The genocide in Rwanda itself left several legacies that would seem to impede a recurrence. At the international level, Edward Luck (the former [and first] Special Advisor to the UN Secretary General for the Responsibility to Protect) noted that Kofi Annan himself – after having been in charge of the UN’s peacekeeping operations in 1994 – took the personal initiative to commission an independent inquiry into the failings of the UN in Rwanda. That inquiry concluded that the UN “had not been asking the right questions” at the time of the genocide and led to subsequent institutional developments like the creation of the Office of the Special Advisor for the Prevention of Genocide, as well as doctrinal innovations like the “responsibility to protect” and the notion of “(human) rights up front.” New offices and new approaches applied to situations like Kenya’s and Cote d’Ivoire’s respective post-election crises, as well as present-day Central African Republic, produce responses that, if imperfect, are much more robust than what took place in Rwanda. On another track, Zachary Kaufman noted, the international tribunal created in the wake of the genocide blazed new trails in the realm of international criminal justice, curtailing the expectation of impunity that mass atrocity perpetrators had hitherto presumed.

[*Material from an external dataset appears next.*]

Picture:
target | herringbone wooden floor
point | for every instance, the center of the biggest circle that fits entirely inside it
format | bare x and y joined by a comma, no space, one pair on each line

Developments within Rwanda are also encouraging. Kaufman, as well as genocide survivor Consoleé Nishimwe, described how the excise in local-level transitional justice, known as gacaca,combined elements of accountability and social reintegration to keep Rwanda from being pulled back into its past. Yvette Rugasaguhunga, Second Counselor at the Rwandan Embassy to the United States, proposed that achievements like universal primary education and health insurance contribute to the same by elevating dignity and inspiring hope in all Rwandans.
And yet, no one agrees that it is time to declare victory and go home. For example, the international response to mass atrocities amid the Syrian civil war has been lacking. Per writer James Traub, the Syrian case illustrates that for all the innovations in global politics, the will to protect civilians from harm still depends not only on an elusive consensus among the permanent members of the security council, but, perhaps even more important, upon domestic political calculations and a strong tendency toward risk aversion.
Even within Rwanda, genocide’s legacies can be ambiguous. Taylor Krauss (the founder of the organization Voices of Rwanda, which collects video testimony from genocide survivors) reminded the audience that at an individual level, there still exists a range of responses to the trauma of the genocide, and that forgiveness should neither be mandated nor assumed. Nishimwe, a survivor of the genocide in Rwanda who lost five of the seven members of her immediate family in 1994, reminded the symposium that remembering the genocide is a time of sadness as much as (if not more than) it is one of reconciliation and renewal. For all the positive developments that followed the genocide, both within Rwanda and outside it, the pain of the genocide is a legacy unto itself. It is not one readily dismissed by social achievements and institutional innovations.
The symposium was sponsored by the Genocide Studies Program, Council on African Studies, Schell Center for International Human Rights, and received support from the Bill and Dorothy Kempf Fund.